From Lankester’s Treatise on Zoology.
Fig. 2.—Stomach of a mosquito,with cysts of Haemosporidia. (AfterRoss.)
oes, Oesophagus. st, Stomach. cy, Cysts.	Mt, Malpighian tubules. int, Intestine.

The megagametocyte becomes a megagamete directly after a process of maturation, which consists in the expulsion of a certain amount of nuclear substance. The actual conjugation is quite similar to the process in Coccidia, and the resulting zygote perfectly homologous. In the present case, however, the zygote does not at once secrete an oöcyst, with a thick resistant wall; on the contrary, it changes its shape, and becomes markedly gregariniform and active, and is known for this reason as an ookinete. The ookinete passes through the epithelial layer of the stomach, the thinner and more pointed end leading the way, and comes to rest in the connective tissue forming the outer layer of the stomach-wall (fig. 2).

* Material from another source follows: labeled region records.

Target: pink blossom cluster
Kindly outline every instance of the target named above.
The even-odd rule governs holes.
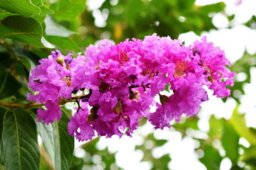
[[[156,34],[116,45],[105,40],[87,47],[85,55],[71,55],[56,50],[40,60],[29,79],[37,94],[29,94],[28,100],[46,103],[38,118],[46,123],[59,120],[60,105],[77,102],[68,133],[80,141],[95,135],[131,136],[142,118],[156,129],[170,128],[172,120],[196,115],[208,100],[203,85],[220,98],[228,97],[226,86],[233,86],[235,73],[225,67],[230,62],[206,37],[188,47]],[[166,85],[170,95],[160,94]]]

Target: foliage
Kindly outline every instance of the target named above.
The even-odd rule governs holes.
[[[66,130],[70,113],[65,108],[63,109],[66,113],[58,123],[46,125],[36,121],[35,108],[42,106],[26,99],[30,91],[30,69],[53,49],[66,55],[82,52],[102,38],[117,43],[125,38],[142,38],[153,33],[177,38],[190,30],[201,35],[203,31],[215,29],[210,14],[223,12],[225,4],[219,2],[198,6],[194,1],[107,0],[98,8],[90,9],[85,0],[0,1],[0,169],[93,169],[102,162],[104,166],[100,167],[119,169],[115,164],[115,153],[107,148],[97,148],[99,138],[80,147],[85,151],[85,157],[73,156],[74,139]],[[100,23],[99,17],[102,18]],[[234,18],[234,16],[228,17],[230,21]],[[255,22],[253,16],[245,26],[252,28]],[[250,82],[250,68],[255,67],[255,55],[245,52],[230,69],[247,76],[230,88],[231,97],[238,103],[245,94],[244,86]],[[193,135],[204,132],[198,128],[200,119],[196,116],[172,127],[183,137],[199,142],[195,152],[203,151],[198,157],[207,169],[219,169],[222,160],[228,158],[232,169],[256,169],[256,130],[246,126],[245,115],[239,113],[238,108],[239,104],[229,120],[213,115],[206,138]],[[194,132],[191,135],[189,131]],[[38,144],[37,135],[40,135],[42,144]],[[153,134],[143,137],[144,143],[136,147],[144,153],[141,161],[151,162],[154,169],[168,169],[171,155],[156,159],[151,151],[168,141],[156,140]],[[240,142],[241,139],[245,139],[248,146]],[[145,147],[149,141],[153,143],[152,147]],[[216,142],[220,144],[215,144]],[[93,161],[95,155],[101,161]]]

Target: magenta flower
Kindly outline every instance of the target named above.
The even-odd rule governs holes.
[[[208,100],[203,86],[217,97],[228,97],[226,86],[233,85],[235,74],[226,69],[230,64],[224,52],[206,37],[188,47],[156,34],[116,45],[105,40],[87,47],[85,55],[78,55],[72,58],[55,51],[41,60],[29,79],[38,94],[29,94],[28,100],[46,103],[38,117],[46,123],[59,120],[60,105],[76,102],[68,133],[80,141],[132,136],[142,118],[156,129],[170,128],[171,120],[197,114]],[[162,95],[167,84],[171,94]],[[154,113],[152,106],[157,107]]]

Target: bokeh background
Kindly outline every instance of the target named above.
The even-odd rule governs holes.
[[[43,2],[55,13],[41,19],[42,36],[50,43],[48,47],[34,47],[26,40],[16,41],[8,36],[4,41],[12,52],[3,43],[0,45],[1,67],[10,69],[17,79],[28,75],[26,60],[36,60],[29,62],[33,67],[33,63],[47,57],[54,49],[75,56],[101,39],[117,44],[154,33],[180,39],[186,45],[206,35],[225,50],[232,63],[230,70],[237,72],[235,86],[228,87],[232,91],[230,98],[210,96],[197,115],[171,123],[170,130],[154,130],[143,119],[132,138],[114,136],[76,141],[70,169],[256,169],[256,1]],[[6,17],[4,11],[0,9],[1,21]],[[13,53],[20,59],[15,61],[16,70],[11,70]],[[24,79],[24,87],[12,101],[26,98],[29,91],[26,83]],[[66,107],[68,112],[70,108]],[[43,145],[41,151],[41,169],[53,169]]]

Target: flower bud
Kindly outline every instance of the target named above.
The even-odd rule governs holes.
[[[59,64],[60,65],[63,66],[64,65],[64,58],[63,57],[58,57],[58,58],[56,58],[56,62],[58,62],[58,64]]]

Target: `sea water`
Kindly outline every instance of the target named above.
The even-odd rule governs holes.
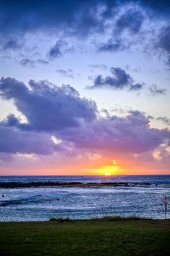
[[[137,216],[170,217],[170,176],[0,176],[0,182],[128,182],[129,187],[0,189],[0,221]],[[145,185],[150,183],[150,185]]]

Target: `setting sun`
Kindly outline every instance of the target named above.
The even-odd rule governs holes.
[[[110,176],[110,173],[105,173],[105,176]]]

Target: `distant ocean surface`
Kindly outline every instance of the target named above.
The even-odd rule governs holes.
[[[170,175],[0,176],[0,182],[125,182],[130,187],[0,188],[0,221],[88,219],[104,216],[170,218]],[[136,185],[134,186],[133,184]],[[151,185],[144,185],[150,183]]]

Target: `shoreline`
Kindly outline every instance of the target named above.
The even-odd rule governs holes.
[[[169,255],[170,219],[58,219],[0,222],[6,256]]]
[[[20,187],[135,187],[135,186],[150,186],[151,183],[149,182],[91,182],[91,183],[82,183],[82,182],[29,182],[29,183],[20,183],[20,182],[0,182],[0,188],[20,188]],[[158,184],[154,184],[158,186]]]

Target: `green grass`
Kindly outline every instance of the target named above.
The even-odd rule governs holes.
[[[0,222],[0,255],[170,255],[170,219],[106,217]]]

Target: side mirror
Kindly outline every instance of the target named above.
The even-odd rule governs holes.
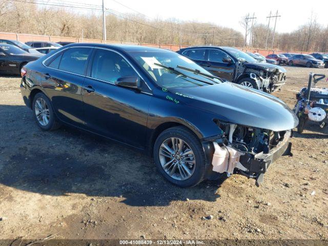
[[[115,81],[118,86],[140,90],[140,78],[137,76],[124,76]]]
[[[230,57],[223,57],[223,58],[222,59],[222,61],[223,63],[232,63],[232,60],[231,59],[231,58]]]

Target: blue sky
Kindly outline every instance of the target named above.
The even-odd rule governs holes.
[[[72,0],[81,2],[79,0]],[[277,20],[276,30],[290,32],[306,23],[313,11],[317,22],[328,25],[328,1],[317,0],[116,0],[151,18],[176,18],[181,20],[210,22],[243,31],[239,24],[242,16],[255,13],[258,23],[267,24],[266,18],[270,10],[276,12],[278,8],[281,15]],[[101,0],[84,0],[90,4],[101,4]],[[109,9],[126,13],[134,12],[113,0],[105,0]],[[274,21],[272,19],[271,26]]]

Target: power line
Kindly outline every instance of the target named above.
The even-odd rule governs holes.
[[[141,14],[141,15],[144,15],[144,16],[147,17],[147,18],[149,18],[149,19],[151,19],[151,18],[151,18],[150,17],[149,17],[149,16],[148,16],[146,15],[146,14],[143,14],[143,13],[141,13],[141,12],[139,12],[138,11],[136,10],[135,9],[132,9],[132,8],[130,8],[130,7],[129,7],[129,6],[127,6],[126,5],[124,5],[124,4],[121,4],[121,3],[119,3],[118,1],[117,1],[116,0],[112,0],[112,1],[113,1],[113,2],[115,2],[115,3],[116,3],[116,4],[119,4],[120,5],[121,5],[121,6],[123,6],[123,7],[126,7],[126,8],[130,9],[130,10],[132,10],[133,11],[134,11],[134,12],[136,12],[136,13],[138,13],[138,14]]]
[[[89,8],[89,7],[81,7],[81,6],[68,6],[68,5],[60,5],[60,4],[46,4],[44,3],[39,3],[39,2],[37,2],[36,1],[34,2],[28,2],[28,1],[20,1],[20,0],[13,0],[14,2],[19,2],[19,3],[26,3],[26,4],[40,4],[42,5],[47,5],[47,6],[57,6],[57,7],[68,7],[68,8],[76,8],[76,9],[89,9],[89,10],[101,10],[101,9],[97,9],[97,8]]]

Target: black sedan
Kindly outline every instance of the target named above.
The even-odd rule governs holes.
[[[0,44],[0,74],[20,74],[27,63],[35,60],[42,54],[30,54],[11,45]]]
[[[305,66],[308,68],[324,68],[324,64],[321,60],[306,54],[293,55],[288,58],[289,66]]]
[[[163,49],[69,45],[22,73],[22,94],[40,128],[65,123],[141,150],[181,187],[213,171],[258,184],[298,124],[277,98],[223,83]]]

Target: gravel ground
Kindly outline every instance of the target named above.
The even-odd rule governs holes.
[[[286,68],[273,94],[291,108],[309,73],[327,72]],[[0,239],[328,238],[326,129],[295,133],[294,156],[259,188],[233,175],[180,189],[125,146],[66,127],[41,131],[19,84],[0,77]]]

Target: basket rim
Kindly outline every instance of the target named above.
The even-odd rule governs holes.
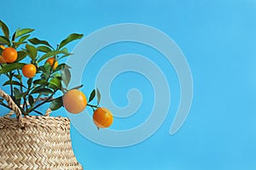
[[[27,127],[65,127],[70,129],[70,119],[63,116],[25,116],[22,117],[24,130]],[[17,118],[0,117],[0,129],[20,128]],[[23,129],[23,128],[22,128]],[[21,130],[21,129],[20,129]]]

Here it becomes rounded and cyst-like, and grows considerably; for only a thin, delicate cyst-membrane is secreted, which does not impede the absorption of nutriment. Meanwhile, the nucleus has divided into several, around each of which the cytoplasm becomes segmented. Each of these segments (“blastophores,” “zoidophores”) is entirely comparable to a sporoblast in the Coccidian oocyst, the chief difference being that it never forms a spore; moreover the segments or sporoblasts in the oocyst of a malarial parasite are irregular in shape and do not become completely separated from one another, but remain connected by thin cytoplasmic strands. Repeated multiplication of the sporoblast-nuclei next takes place, with the result that a great number of little nuclei are found all round the periphery. A corresponding number of fine cytoplasmic processes grow out from the surface, each carrying a nucleus with it, and in this manner a huge number of slender, slightly sickle-shaped germs or sporozoites (“blasts,” “zoids,” &c.) are formed. Each oocyst may contain from hundreds to thousands of sporozoites.

When the sporogony (which lasts about 10 days) is completed, the oocyst ruptures and the sporozoites are set free into the body-cavity, leaving behind a large quantity of residual cytoplasm, including pigment grains, &c. The sporozoites are carried about by the blood-stream; ultimately, however, apparently by virtue of some chemotactic attraction, they practically all collect in the salivary glands, filling the secretory cells and also invading the ducts. When the mosquito next bites a man, numbers of them are injected, together with the minute drop of saliva, into his blood, where they begin a fresh endogenous cycle.

There is only one other point with regard to the life-history that need be mentioned. With the lapse of time all trophic and schizogonic (asexual) phases of the parasite in the blood die off. But it has long been known that malarial patients, apparently quite cured, may suddenly exhibit all the symptoms again, without having incurred a fresh infection. Schaudinn has investigated the cause of this recurrence, and finds that it is due to the power of the megagametocytes, which are very resistant and long-lived, to undergo a kind of parthenogenesis under favourable conditions and give rise to the ordinary asexual schizonts, which in turn can repopulate the host with all the other phases. Microgametocytes, on the other hand, die off in time if they cannot pass into a mosquito.